We all have a tendency to create narratives in our head and boil our success down to one factor. It sounds sexy. But in the real world, success comes from numerous factors. A billionaire doesn’t become a billionaire solely because he worked hard (I know a lot of poor people that work very, very hard), the same way a successful producer didn’t get there just by spending 12 hours a day in the studio. There’s more to it than that.

“Then there’s like this gospel of hustle from guys like Gary Vee, who say that if you don’t work for 16, 18 hours a day you’re going to lose.

That’s exciting to talk about, and it’s cool, but it doesn’t answer the question as to what’s actually effective. And this is where Anders Ericsson comes in again.

In his book, he talks about the violinist study he did. Turns out that the elite performers practice around 3.5-4 hours a day, in two blocks, and usually take a nap in-between. They also got an average of 5 hours more sleep compared to the average performers…if you’re practicing the right way [hard enough, deliberate enough] you shouldn’t really be able to do more than 3-4 hours as your brain simply can’t manage it.”

Show me a person who is producing for 12 hours a day and I’ll show you someone who isn’t focusing with intensity—who isn’t giving their craft the full attention it deserves.

Try it for yourself. Spend 90 minutes producing at the highest intensity and level of focus possible. It will be strenuous.

Then consider another 10.5 hours of that. Impossible.

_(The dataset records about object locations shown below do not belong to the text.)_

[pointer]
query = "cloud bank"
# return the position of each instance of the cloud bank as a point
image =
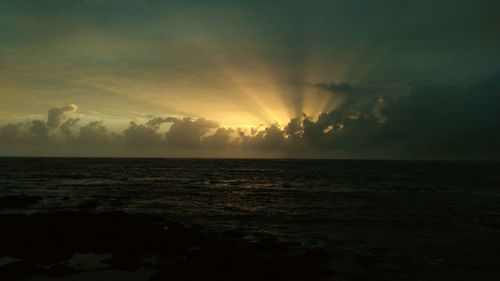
(429, 121)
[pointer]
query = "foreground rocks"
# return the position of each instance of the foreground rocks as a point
(43, 245)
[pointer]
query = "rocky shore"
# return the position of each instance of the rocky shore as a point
(75, 245)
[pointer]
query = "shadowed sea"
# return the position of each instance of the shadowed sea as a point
(384, 220)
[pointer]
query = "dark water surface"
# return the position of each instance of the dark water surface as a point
(383, 220)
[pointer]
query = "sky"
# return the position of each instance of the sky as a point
(308, 79)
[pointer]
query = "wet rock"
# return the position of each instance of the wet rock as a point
(19, 270)
(18, 201)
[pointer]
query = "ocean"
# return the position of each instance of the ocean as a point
(378, 220)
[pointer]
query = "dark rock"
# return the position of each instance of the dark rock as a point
(19, 270)
(18, 201)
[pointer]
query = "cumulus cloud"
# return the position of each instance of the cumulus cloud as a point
(94, 133)
(188, 132)
(431, 121)
(67, 125)
(56, 115)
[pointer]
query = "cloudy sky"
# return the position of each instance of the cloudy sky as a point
(329, 79)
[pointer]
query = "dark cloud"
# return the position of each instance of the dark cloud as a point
(139, 134)
(219, 140)
(430, 121)
(39, 129)
(56, 115)
(94, 133)
(156, 122)
(67, 125)
(188, 132)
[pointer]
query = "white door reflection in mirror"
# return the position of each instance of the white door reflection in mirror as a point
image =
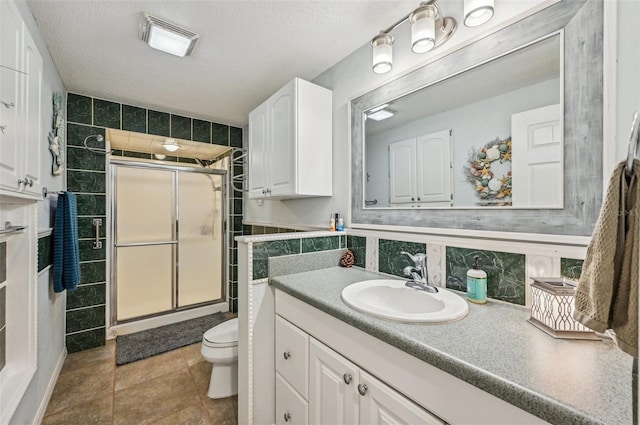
(537, 158)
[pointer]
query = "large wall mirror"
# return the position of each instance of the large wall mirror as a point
(504, 134)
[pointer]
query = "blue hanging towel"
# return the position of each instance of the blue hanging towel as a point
(66, 256)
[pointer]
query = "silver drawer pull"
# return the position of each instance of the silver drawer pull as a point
(362, 389)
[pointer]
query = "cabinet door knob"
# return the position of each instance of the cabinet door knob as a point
(362, 389)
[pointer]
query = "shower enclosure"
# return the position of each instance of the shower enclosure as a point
(168, 239)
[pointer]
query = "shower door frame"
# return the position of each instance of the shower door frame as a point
(113, 308)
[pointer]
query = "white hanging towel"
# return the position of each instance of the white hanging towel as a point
(607, 293)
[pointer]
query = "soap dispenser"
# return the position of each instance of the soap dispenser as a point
(477, 283)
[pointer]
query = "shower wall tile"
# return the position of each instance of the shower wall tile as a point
(85, 340)
(134, 119)
(3, 261)
(87, 253)
(86, 182)
(320, 244)
(180, 127)
(86, 296)
(235, 137)
(263, 250)
(391, 261)
(45, 252)
(91, 204)
(506, 276)
(86, 229)
(220, 134)
(79, 109)
(85, 318)
(92, 272)
(82, 159)
(106, 114)
(159, 123)
(571, 268)
(201, 131)
(77, 133)
(358, 245)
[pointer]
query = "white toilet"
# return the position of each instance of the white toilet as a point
(220, 347)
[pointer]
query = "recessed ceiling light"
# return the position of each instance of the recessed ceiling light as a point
(171, 145)
(167, 37)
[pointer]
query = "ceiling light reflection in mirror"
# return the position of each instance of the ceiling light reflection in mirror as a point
(488, 137)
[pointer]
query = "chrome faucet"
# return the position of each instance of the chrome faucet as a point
(419, 273)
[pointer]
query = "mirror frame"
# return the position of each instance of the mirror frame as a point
(581, 21)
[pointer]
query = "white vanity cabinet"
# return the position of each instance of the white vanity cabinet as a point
(21, 73)
(317, 385)
(420, 170)
(290, 143)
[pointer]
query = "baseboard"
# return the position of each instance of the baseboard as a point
(37, 420)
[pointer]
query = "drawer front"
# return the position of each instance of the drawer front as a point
(291, 408)
(292, 355)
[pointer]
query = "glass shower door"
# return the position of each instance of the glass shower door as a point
(200, 238)
(145, 241)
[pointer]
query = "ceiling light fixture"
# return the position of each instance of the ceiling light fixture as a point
(429, 29)
(167, 37)
(171, 145)
(477, 12)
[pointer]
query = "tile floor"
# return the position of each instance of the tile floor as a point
(167, 389)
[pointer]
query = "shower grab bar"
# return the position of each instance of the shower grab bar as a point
(126, 245)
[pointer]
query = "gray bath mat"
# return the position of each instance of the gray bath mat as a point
(140, 345)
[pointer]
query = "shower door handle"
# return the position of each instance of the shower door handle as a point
(97, 243)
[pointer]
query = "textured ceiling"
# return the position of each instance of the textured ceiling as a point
(247, 49)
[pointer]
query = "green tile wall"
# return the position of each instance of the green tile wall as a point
(358, 245)
(86, 176)
(571, 268)
(391, 261)
(45, 252)
(506, 277)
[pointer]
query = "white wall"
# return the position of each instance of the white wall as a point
(51, 307)
(353, 77)
(472, 125)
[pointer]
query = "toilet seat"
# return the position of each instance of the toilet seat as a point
(223, 335)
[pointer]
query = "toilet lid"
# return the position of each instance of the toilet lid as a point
(224, 333)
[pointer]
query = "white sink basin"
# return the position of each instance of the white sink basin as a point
(391, 299)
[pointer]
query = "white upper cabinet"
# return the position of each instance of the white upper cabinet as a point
(420, 170)
(290, 143)
(21, 75)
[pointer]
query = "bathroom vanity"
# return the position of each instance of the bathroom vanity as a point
(336, 365)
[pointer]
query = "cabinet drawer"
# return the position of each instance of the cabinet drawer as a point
(292, 355)
(291, 408)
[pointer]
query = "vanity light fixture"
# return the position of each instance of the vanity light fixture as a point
(171, 145)
(429, 29)
(167, 37)
(477, 12)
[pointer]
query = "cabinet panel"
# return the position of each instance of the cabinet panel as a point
(258, 151)
(382, 405)
(292, 355)
(282, 130)
(32, 107)
(333, 398)
(291, 408)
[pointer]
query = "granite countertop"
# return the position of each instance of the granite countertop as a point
(495, 349)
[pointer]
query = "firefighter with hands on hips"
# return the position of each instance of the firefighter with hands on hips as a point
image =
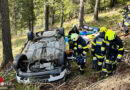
(98, 58)
(72, 31)
(113, 50)
(80, 51)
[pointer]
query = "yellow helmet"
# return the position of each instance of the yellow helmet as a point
(103, 29)
(74, 37)
(110, 35)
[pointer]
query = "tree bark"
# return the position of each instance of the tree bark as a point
(97, 5)
(81, 13)
(62, 21)
(6, 36)
(46, 16)
(31, 15)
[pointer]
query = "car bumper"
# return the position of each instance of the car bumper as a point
(43, 78)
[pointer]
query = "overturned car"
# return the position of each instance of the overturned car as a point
(42, 58)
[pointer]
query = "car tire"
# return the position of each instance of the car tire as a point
(30, 36)
(19, 59)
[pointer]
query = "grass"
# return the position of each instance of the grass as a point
(108, 18)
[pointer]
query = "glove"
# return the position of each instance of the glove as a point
(80, 59)
(93, 53)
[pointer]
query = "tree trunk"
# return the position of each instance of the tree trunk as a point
(81, 13)
(46, 16)
(53, 15)
(97, 5)
(6, 37)
(31, 15)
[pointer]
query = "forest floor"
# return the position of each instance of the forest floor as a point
(91, 79)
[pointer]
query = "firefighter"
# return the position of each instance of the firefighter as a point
(74, 30)
(80, 51)
(96, 49)
(112, 48)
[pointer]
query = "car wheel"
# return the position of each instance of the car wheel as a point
(61, 59)
(20, 62)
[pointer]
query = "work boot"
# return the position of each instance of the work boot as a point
(94, 67)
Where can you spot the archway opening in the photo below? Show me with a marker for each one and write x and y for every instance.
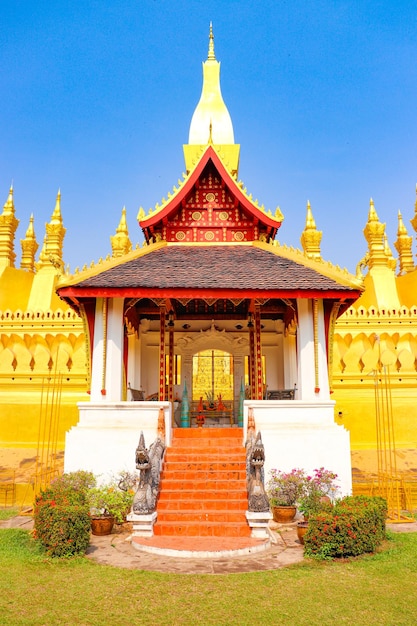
(212, 376)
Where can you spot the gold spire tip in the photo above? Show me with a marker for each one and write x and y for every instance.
(211, 54)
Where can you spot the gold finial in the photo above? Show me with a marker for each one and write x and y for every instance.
(51, 253)
(279, 214)
(210, 140)
(8, 226)
(374, 232)
(404, 246)
(401, 226)
(372, 215)
(414, 220)
(29, 248)
(311, 237)
(120, 242)
(56, 215)
(211, 56)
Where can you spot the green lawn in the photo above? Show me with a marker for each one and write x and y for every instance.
(375, 589)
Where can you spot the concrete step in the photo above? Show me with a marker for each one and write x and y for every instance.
(201, 529)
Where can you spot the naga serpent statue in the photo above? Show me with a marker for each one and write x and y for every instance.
(255, 459)
(148, 462)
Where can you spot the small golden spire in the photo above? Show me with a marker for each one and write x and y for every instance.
(210, 140)
(279, 214)
(56, 215)
(211, 56)
(8, 226)
(120, 242)
(51, 253)
(311, 237)
(374, 232)
(29, 247)
(404, 246)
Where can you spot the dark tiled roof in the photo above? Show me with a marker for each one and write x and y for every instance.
(213, 267)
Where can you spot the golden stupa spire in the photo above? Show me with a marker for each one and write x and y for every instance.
(211, 55)
(8, 226)
(404, 246)
(211, 109)
(414, 220)
(51, 253)
(120, 242)
(374, 232)
(311, 237)
(29, 248)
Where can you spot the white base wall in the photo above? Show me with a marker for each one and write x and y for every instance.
(106, 437)
(295, 434)
(298, 434)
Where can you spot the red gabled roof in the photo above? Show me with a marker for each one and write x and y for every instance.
(171, 207)
(218, 271)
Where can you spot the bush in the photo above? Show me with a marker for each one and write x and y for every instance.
(61, 518)
(62, 528)
(355, 525)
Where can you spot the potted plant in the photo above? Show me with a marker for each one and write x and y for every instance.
(319, 492)
(108, 503)
(284, 490)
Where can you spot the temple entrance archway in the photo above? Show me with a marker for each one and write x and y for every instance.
(213, 376)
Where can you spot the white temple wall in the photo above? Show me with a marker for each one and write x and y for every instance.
(114, 356)
(107, 434)
(150, 366)
(97, 350)
(308, 387)
(301, 434)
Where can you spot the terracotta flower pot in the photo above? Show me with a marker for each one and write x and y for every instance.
(284, 514)
(301, 531)
(102, 525)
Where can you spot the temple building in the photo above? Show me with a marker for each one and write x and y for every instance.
(211, 322)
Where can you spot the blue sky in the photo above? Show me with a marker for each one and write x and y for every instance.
(97, 98)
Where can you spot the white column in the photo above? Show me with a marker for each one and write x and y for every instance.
(309, 386)
(133, 360)
(290, 359)
(97, 358)
(324, 393)
(305, 350)
(114, 364)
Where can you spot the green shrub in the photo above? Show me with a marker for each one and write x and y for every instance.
(355, 525)
(72, 487)
(61, 516)
(62, 528)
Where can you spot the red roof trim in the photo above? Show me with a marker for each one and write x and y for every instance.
(172, 205)
(75, 293)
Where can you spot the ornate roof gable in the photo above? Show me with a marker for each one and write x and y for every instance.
(209, 207)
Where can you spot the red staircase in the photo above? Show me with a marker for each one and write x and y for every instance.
(203, 485)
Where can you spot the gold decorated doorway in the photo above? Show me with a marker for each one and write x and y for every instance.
(212, 381)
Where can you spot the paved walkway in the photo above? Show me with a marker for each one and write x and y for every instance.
(116, 550)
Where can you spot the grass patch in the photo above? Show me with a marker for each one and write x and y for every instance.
(375, 589)
(8, 513)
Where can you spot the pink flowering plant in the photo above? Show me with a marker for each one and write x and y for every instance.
(320, 490)
(286, 488)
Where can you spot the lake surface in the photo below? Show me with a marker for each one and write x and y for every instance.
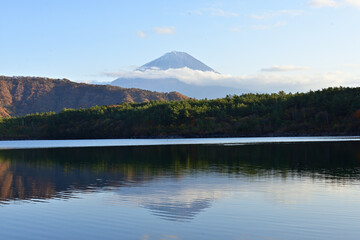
(270, 189)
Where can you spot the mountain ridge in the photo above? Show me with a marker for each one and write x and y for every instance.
(25, 95)
(174, 60)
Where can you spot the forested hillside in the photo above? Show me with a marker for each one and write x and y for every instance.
(23, 95)
(333, 111)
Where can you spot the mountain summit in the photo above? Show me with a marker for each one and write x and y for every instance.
(175, 60)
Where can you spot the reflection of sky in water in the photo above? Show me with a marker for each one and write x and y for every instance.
(233, 192)
(196, 207)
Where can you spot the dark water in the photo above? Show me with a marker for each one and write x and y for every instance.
(262, 191)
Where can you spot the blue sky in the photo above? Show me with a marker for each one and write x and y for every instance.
(83, 40)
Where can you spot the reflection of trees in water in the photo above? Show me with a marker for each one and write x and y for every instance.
(15, 186)
(47, 173)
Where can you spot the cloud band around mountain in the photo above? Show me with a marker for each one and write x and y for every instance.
(260, 82)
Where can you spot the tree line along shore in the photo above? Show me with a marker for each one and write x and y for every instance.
(331, 111)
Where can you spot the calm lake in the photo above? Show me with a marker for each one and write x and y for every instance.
(241, 189)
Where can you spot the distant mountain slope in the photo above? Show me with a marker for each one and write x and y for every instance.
(173, 84)
(176, 60)
(24, 95)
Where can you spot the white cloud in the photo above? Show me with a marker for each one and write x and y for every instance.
(214, 12)
(356, 66)
(271, 14)
(165, 30)
(323, 3)
(260, 82)
(268, 26)
(334, 4)
(141, 34)
(217, 12)
(354, 3)
(284, 68)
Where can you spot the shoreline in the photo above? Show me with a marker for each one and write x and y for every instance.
(42, 144)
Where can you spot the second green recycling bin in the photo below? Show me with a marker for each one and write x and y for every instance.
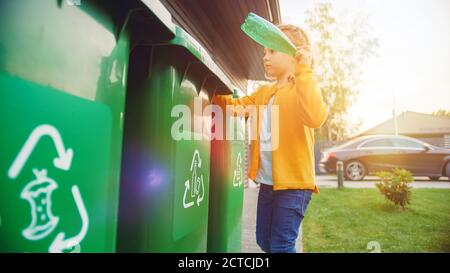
(227, 187)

How John would coach a complete beginner

I ask: “Let’s say someone comes to you that’s never made music in their life. They come to you with a lot of money—an amount you can’t turn down—and ask you to coach them for 30 days. Their goal is to become a well-rounded producer, so no specific goal. What would you do?”

“30 days. Interesting. I think in 30 days, without a specific objective, the best result possible would have to be somewhat general. At the end of the 30 days they’d have to be excited, pumped up, like ‘Man, this is what I accomplished in 30 days.’

So I think the first thing I’d teach them would be how to make a basic melody. Just something really simple. Then, over the next 30 days together I’d coach them through the process of turning that melody into a song. 

But if it was an insane amount of cash I’d probably be on the phone with them, maybe even fly to them and hangout with them in their house or apartment and sort of work with them like that.

And I need to know that they’re committed to the point where they’re able to work at least 4 hours a day on it. They’re going to have to track their time. They’re not going to have Facebook or something. They’re not going to do anything other than music when working on music. 

John’s work routine

John starts producing at 7AM.

He puts his phone on flight mode, logs out of Facebook, and doesn’t check email or anything else.

He then sets a timer for 60 minutes, and has a 10 minute break when it ends. He usually repeats this process 4 times.

Conclusion

If there’s one thing I took away from this interview with John, it’s to be more deliberate and systematic about how I practice music production (and anything for that matter).

The common objection to this type of approach is that it destroys the sanctity of the art form, which I think is nonsense, actually. Artists have been designing systems to improve their craft for millennia. Don’t be precious.